Another convention is default generic parameters. The HashMap type has three parameters: K, V, and S for the hasher. The hasher has a default value. You write HashMap<K, V> and the compiler fills in the default hasher. This reduces boilerplate for common cases while allowing customization when needed.
/// A map with a default hasher.
struct MyMap<K, V, S = DefaultHasher> {
// Implementation details...
}
The syntax S = DefaultHasher sets the default. Users can omit S and get the default, or provide a custom hasher explicitly. This pattern is common in the standard library. It balances ergonomics and flexibility.
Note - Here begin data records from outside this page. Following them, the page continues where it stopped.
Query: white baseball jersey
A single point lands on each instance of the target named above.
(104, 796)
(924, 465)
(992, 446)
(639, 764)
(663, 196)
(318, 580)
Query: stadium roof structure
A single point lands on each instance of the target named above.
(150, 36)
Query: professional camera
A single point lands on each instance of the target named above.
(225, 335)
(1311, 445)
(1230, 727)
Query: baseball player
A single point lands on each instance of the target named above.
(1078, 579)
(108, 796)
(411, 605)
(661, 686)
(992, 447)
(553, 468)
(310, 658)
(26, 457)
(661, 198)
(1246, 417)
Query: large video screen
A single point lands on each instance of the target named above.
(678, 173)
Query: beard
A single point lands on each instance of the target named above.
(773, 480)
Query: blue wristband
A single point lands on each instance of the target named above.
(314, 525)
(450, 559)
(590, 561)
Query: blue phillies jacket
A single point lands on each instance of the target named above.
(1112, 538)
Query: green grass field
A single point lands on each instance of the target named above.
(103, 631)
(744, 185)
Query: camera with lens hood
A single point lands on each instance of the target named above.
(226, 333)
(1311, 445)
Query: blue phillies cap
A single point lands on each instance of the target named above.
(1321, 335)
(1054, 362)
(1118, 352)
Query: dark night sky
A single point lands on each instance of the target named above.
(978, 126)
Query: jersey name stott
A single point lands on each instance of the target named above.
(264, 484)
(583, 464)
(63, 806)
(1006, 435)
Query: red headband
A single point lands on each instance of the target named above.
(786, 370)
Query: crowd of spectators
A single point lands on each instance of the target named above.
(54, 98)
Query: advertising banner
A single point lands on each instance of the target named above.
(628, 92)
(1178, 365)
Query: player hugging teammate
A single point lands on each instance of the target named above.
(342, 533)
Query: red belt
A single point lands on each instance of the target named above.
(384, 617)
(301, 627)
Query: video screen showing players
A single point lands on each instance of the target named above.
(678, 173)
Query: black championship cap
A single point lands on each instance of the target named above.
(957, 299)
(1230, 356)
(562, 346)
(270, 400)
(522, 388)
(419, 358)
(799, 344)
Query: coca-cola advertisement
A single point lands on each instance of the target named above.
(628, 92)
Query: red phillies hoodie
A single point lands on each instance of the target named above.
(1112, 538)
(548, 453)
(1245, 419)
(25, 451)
Convention aside: cargo fmt formats every file the same way. Don't argue style; argue logic. Generic naming conventions are part of that shared style. They reduce cognitive load when reading code.
When to use generics
Generics are a powerful tool, but they aren't the only option. Rust offers trait objects for dynamic dispatch and concrete types for simplicity. Pick the right tool for the job.
Use generics when you need the same logic for multiple types and want zero-cost abstraction. The compiler generates specialized code for each type, avoiding runtime overhead. This is the default choice for most reusable code.
Use trait objects when you need to store heterogeneous types in the same collection. Generics require all items to be the same concrete type; trait objects allow mixing types behind a pointer. This is essential for plugins, message buses, or UI systems where different types share a common interface.
Use concrete types when performance profiling shows the generic overhead is negligible and the code is simpler without parameters. Generics add complexity; don't use them if you only ever pass one type. Keep it simple until you have a reason to generalize.
Use dyn Trait when you need dynamic dispatch. Generics use static dispatch; the compiler resolves calls at compile time. Dynamic dispatch resolves calls at runtime via a vtable. This allows late binding and polymorphism across crate boundaries.
Generics are a contract, not a magic wand. Define the requirements clearly, trust the compiler to enforce them, and measure the impact on your binary. The borrow checker and the type system work together to keep your code safe and fast. Lean on them.